Un internaute a interrogé sur Twitter la ministre de l’Éducation de la FWB, Caroline Désir (PS), après avoir découvert les sources utilisées lors d’une épreuve du CE1D français qui s’est déroulée cette semaine. En fait, l’une des sources d’un document sur la technologie n’était autre que Spoutnik, un média d’État russe banni de l’UE peu après le début de la guerre en Ukraine. “Alors que l’UE a banni les organes de propagande du Kremlin de son territoire, en Belgique francophone, il est facile d’utiliser un texte SPUTNIK dans une épreuve de certification en français.
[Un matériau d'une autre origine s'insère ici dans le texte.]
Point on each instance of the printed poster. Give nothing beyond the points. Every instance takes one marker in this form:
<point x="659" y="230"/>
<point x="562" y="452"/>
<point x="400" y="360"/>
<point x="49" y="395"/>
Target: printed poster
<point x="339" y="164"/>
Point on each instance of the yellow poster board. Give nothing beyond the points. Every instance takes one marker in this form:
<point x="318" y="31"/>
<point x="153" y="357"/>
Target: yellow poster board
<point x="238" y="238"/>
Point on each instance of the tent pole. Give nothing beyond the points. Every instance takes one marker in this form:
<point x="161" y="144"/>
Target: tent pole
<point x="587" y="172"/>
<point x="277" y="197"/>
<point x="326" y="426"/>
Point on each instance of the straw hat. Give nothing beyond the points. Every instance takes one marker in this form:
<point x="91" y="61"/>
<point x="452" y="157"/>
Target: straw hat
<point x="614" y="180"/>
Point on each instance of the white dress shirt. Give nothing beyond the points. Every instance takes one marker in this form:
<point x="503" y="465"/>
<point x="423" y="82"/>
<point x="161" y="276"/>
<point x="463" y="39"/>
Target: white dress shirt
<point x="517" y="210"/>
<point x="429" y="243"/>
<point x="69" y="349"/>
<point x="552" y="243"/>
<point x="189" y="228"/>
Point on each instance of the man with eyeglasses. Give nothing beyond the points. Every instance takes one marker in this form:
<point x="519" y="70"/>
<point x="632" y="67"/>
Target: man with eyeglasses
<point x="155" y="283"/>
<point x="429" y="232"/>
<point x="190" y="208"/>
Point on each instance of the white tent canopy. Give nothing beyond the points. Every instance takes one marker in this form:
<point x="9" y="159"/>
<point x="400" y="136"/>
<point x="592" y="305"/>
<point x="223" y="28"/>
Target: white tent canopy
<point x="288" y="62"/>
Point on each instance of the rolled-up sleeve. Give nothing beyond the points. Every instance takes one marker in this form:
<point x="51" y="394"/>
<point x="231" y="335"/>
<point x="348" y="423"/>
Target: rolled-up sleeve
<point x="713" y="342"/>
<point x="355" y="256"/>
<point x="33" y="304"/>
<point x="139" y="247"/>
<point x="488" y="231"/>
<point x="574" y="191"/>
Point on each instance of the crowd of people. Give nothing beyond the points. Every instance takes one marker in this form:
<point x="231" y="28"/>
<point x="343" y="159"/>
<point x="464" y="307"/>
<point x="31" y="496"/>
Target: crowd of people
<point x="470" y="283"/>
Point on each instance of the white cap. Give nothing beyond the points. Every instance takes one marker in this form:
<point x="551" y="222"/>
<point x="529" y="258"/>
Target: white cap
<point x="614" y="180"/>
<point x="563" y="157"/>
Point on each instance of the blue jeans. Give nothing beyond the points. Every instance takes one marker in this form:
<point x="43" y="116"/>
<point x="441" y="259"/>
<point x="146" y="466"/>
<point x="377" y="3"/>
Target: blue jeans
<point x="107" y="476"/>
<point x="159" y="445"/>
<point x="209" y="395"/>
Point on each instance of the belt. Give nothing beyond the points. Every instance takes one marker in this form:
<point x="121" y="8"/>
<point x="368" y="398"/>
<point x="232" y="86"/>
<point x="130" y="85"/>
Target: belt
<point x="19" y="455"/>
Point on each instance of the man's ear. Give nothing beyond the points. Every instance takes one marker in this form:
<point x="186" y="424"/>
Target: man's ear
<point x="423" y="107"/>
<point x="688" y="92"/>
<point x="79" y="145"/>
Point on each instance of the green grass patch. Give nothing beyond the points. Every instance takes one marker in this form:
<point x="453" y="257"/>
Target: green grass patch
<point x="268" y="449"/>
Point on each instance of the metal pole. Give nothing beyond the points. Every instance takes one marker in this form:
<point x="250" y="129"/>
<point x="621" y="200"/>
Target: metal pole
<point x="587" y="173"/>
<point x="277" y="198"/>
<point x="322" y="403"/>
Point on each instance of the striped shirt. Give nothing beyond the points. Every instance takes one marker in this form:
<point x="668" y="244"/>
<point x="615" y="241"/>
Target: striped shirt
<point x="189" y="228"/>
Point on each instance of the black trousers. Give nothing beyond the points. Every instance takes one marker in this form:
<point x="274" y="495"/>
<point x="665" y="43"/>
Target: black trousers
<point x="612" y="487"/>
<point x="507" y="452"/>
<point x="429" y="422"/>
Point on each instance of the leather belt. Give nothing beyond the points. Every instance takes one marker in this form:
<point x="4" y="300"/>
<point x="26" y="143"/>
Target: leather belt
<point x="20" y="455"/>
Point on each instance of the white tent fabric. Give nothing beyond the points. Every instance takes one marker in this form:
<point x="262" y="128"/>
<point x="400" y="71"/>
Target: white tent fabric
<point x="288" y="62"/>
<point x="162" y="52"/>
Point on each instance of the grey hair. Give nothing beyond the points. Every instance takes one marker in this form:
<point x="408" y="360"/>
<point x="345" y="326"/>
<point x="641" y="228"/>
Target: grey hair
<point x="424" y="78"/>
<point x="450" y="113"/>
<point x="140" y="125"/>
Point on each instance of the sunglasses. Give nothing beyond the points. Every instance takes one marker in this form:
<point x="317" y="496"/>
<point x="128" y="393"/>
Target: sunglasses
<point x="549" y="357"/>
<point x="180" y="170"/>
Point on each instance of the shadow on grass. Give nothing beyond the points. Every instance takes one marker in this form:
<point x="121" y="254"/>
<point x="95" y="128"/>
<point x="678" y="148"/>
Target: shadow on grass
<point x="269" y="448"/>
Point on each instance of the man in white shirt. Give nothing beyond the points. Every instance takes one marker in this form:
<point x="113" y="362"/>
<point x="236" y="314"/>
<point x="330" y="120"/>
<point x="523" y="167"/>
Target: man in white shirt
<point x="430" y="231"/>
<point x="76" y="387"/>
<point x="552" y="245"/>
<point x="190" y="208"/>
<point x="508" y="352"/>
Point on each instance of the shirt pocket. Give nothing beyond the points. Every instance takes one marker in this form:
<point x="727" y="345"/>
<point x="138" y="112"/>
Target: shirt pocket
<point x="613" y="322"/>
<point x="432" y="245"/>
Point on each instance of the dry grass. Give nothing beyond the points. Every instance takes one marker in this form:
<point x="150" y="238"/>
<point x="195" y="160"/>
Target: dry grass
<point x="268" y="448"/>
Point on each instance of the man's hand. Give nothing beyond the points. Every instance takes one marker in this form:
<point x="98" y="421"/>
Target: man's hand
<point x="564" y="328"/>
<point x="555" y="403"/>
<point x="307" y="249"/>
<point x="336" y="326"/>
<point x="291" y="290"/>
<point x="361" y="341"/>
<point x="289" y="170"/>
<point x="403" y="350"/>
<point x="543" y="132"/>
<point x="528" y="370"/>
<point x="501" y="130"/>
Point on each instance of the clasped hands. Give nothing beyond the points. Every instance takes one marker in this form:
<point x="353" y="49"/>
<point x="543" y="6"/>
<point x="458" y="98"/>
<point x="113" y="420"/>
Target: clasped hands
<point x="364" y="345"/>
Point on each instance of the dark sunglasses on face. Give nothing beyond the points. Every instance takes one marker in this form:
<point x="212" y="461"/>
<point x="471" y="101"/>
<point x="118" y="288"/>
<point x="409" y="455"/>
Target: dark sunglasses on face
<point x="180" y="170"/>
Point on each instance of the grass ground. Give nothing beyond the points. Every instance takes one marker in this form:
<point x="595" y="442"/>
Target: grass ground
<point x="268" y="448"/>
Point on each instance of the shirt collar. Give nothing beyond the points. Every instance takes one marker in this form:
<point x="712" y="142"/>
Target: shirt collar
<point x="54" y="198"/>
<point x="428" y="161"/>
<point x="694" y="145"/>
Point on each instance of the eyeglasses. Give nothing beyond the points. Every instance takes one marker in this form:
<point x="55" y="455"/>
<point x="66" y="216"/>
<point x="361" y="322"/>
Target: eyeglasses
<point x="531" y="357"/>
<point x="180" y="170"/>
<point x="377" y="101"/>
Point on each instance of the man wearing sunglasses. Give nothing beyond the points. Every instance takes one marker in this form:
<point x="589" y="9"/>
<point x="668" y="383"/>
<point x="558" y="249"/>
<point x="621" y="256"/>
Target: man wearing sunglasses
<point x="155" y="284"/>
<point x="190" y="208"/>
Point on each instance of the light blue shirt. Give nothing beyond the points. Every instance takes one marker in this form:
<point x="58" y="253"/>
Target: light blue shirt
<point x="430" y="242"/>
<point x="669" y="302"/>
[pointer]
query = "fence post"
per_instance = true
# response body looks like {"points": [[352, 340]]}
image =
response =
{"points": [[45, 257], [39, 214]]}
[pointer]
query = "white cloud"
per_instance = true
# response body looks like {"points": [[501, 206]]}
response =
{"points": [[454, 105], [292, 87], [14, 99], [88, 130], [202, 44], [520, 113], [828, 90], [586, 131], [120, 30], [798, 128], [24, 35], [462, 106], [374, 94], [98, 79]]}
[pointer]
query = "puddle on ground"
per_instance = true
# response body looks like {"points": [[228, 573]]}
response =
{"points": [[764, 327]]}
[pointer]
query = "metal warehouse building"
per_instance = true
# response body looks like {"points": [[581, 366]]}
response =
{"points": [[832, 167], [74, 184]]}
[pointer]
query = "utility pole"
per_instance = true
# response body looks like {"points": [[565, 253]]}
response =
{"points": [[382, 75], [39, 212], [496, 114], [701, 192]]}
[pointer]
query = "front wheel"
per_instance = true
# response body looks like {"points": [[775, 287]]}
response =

Comment l’expliquez-vous ?”, a déclaré Marie Peletier, historienne et spécialiste de la propagande.
Ouverture d’une enquête
Contacté par la RTBF, le ministre de l’Éducation parle d’une “culpabilité inadmissible” et affirme avoir interpellé son administration vendredi sur ce dossier, précisant mais qu’il n’était pas au courant des interrogations à l’avance. “Le gouvernement et le ministre de l’Éducation n’ont jamais connaissance du contenu des questions et des textes qui composent les épreuves externes. Ils n’interfèrent jamais en aucune façon avec ces contenus, qui sont strictement pédagogiques et ne nécessitent pas de validation politique”, écrit-il. . le cabinet du ministre de l’Education, et ajoute que « l’élaboration des tests, en effet, est confiée à des spécialistes en pédagogie ».
Pour le cabinet du ministre, « la référence à un organe de presse de propagande russe dans un procès est une faute inadmissible. Dès qu’il en a eu connaissance, il a ordonné à son administration d’ouvrir une enquête sur cette élection et de prendre toutes les mesures nécessaires pour faire en sorte qu’un tel incident ne se reproduise plus jamais à l’avenir. »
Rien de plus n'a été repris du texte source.